Early on Tuesday morning, a crane will lift the entire 850kg trap onto the back of a lorry, driven by someone who will be specially trained to drive around CERN’s sensitive equipment, making sure they don’t accelerate or stop too suddenly.

The truck will then make a 4-kilometer loop around the CERN campus, arriving back at the antimatter factory where it started.

If their test is successful, the ultimate goal for Smorra and his team will be to drive their antimatter capsule on roads outside of CERN, delivering it to labs across Europe. Such a facility is currently under construction at Heinrich Heine University in Düsseldorf, Germany, where antimatter will be studied in the absence of almost all external magnetic fields. However, this goal could take several years, as CERN will largely shut down in July to upgrade the Large Hadron Collider to operate at higher powers.
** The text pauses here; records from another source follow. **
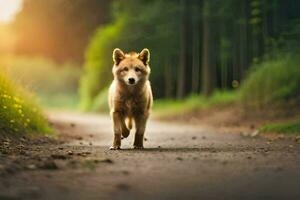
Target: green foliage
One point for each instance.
(55, 84)
(19, 113)
(285, 128)
(98, 63)
(193, 103)
(272, 81)
(131, 30)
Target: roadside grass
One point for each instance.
(273, 81)
(283, 128)
(170, 107)
(19, 114)
(55, 84)
(65, 101)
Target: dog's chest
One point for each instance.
(130, 104)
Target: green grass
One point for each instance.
(59, 101)
(19, 114)
(284, 128)
(55, 84)
(171, 107)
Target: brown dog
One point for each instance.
(130, 95)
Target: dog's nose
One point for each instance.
(131, 80)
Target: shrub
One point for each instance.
(18, 112)
(272, 82)
(55, 84)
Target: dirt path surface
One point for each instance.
(180, 162)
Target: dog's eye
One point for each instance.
(137, 69)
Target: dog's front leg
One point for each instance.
(140, 130)
(117, 126)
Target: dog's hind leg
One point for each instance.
(125, 131)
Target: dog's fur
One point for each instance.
(130, 95)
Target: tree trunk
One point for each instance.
(196, 51)
(207, 69)
(183, 51)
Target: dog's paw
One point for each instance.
(114, 148)
(125, 133)
(138, 147)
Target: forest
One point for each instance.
(225, 120)
(197, 46)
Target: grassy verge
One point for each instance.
(283, 128)
(193, 103)
(19, 114)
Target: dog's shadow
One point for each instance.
(158, 149)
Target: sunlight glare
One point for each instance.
(8, 9)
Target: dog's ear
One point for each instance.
(145, 56)
(118, 56)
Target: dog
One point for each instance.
(130, 96)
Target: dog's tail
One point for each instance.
(129, 123)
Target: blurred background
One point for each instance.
(203, 52)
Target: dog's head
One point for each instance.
(131, 68)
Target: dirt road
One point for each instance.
(180, 162)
That upgrade won’t be completed until late 2028.

But when the antimatter delivery service is up and running, you could be driving down a Swiss or German highway and find yourself next to a truck full of antimatter. It will look just like a regular truck, but its contents will be anything but normal. This may sound like a worrying proposition, given antimatter’s tendency to annihilate when it encounters ordinary matter, but people should not be afraid, says Smorra.

“There is nothing dangerous about transporting antibodies, because the amount we transport is so small,” says Smorra. “If you transport 1,000 antiprotons and it’s lost, you won’t even notice.”